McArthur could not provide the name of anyone who could attest to the successfulness of Collectors, but he did site a study from Duck Creek in Alaska, where a flocculate was successfully added to a stream to bind together high concentrations of dissolved iron.
Local officials are interested in capturing the nutrients before they enter Grand Lake because they feed the lake's blue-green algae. The lake's water quality problems have been known, but last year's announcement by the state that a harmful algae-produced toxin was in the lake made finding a solution more urgent.
Lakeside business owners said they lost money and fewer boats were seen on the lake due to signs warning lake users about the toxin. Many local officials seeking to promote tourism around the lake feel the water quality advisory has given the area a black eye.
With the money raised so far, the coalition will purchase two Airy Gators for the lake and one Collector for Big Chickasaw Creek. The goal is to install them in April and test the technology throughout the summer. Once the data is gathered, local officials hope to use it to leverage state and federal grants for testing on a larger scale.

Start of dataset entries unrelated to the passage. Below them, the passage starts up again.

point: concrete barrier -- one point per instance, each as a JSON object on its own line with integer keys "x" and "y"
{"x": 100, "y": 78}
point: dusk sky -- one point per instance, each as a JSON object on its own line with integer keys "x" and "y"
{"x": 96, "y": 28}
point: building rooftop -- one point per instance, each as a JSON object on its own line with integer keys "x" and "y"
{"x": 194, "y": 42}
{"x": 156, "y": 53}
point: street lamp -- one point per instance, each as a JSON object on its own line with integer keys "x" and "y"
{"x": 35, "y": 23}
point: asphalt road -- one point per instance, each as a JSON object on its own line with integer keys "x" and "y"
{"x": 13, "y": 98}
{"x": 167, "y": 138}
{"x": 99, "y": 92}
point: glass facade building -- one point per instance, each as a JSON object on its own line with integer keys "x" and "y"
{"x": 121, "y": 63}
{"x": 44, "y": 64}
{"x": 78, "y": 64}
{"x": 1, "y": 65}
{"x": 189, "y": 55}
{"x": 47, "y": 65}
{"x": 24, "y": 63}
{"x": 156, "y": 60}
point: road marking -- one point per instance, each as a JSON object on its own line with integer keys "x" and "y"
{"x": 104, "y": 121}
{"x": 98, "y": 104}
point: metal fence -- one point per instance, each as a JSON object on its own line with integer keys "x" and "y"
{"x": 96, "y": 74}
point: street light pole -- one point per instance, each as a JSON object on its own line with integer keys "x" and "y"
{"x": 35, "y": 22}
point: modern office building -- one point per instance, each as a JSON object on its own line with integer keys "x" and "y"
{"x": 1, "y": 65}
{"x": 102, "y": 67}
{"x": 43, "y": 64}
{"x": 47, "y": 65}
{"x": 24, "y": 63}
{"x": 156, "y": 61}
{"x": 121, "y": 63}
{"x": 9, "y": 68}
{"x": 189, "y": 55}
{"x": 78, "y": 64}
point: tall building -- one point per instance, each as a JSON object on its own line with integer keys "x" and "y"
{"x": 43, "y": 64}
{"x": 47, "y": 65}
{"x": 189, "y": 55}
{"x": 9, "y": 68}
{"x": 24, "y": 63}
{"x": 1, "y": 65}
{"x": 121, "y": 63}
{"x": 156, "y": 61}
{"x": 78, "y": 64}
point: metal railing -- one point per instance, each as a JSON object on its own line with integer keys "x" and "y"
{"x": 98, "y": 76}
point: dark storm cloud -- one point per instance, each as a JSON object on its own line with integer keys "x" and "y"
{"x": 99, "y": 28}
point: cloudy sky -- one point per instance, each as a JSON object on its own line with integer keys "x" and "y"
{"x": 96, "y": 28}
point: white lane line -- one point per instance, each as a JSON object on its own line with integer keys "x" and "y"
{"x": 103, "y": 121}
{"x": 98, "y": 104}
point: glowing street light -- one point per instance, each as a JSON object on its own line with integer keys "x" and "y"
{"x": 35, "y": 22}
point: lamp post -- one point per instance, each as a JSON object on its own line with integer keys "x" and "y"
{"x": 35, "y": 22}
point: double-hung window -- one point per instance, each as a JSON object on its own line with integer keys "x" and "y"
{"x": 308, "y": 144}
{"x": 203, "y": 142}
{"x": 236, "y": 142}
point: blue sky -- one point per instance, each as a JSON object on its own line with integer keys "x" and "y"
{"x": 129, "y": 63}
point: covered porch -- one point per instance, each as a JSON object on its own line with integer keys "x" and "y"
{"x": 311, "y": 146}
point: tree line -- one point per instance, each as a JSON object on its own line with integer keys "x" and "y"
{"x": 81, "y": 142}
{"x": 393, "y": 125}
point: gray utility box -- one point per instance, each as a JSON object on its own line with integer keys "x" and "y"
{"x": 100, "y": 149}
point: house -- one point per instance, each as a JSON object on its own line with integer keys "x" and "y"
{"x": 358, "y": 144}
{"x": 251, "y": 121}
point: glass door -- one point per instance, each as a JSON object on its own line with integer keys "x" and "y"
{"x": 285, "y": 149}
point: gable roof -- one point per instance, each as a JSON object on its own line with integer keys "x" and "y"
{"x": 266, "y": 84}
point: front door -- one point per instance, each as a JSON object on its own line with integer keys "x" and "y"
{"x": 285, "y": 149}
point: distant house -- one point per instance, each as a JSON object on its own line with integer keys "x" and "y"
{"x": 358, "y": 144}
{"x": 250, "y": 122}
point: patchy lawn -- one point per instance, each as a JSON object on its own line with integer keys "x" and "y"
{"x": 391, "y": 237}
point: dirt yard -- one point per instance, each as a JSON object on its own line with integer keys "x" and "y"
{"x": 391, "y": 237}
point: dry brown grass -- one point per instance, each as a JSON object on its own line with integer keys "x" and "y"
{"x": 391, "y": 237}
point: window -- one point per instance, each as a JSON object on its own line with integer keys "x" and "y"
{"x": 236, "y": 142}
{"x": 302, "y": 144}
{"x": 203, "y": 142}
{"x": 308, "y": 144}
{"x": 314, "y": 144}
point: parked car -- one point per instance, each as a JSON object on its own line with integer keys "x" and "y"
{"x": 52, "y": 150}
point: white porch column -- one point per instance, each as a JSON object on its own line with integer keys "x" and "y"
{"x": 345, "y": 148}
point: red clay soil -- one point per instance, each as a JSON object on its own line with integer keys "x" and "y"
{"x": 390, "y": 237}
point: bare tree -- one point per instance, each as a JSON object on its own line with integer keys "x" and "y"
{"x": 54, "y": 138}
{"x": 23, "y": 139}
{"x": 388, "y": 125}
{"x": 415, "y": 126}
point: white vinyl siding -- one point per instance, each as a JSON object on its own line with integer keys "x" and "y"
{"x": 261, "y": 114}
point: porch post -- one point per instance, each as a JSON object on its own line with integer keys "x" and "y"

Jared Ebbing, Mercer County community development director, said the Airy Gators and Collectors are not a "silver bullet" to fix the lake's water quality problems, but said nothing will be gained if nothing is tried.
"Waiting for the state to fund something isn't getting us anywhere," Ebbing said. "I'm hopeful this technology and other technology can begin to help. It may take 10 to 12 activities to help the lake, but if we can look at one or two things at a time and show they have an impact, then we can show the public we are doing our jobs."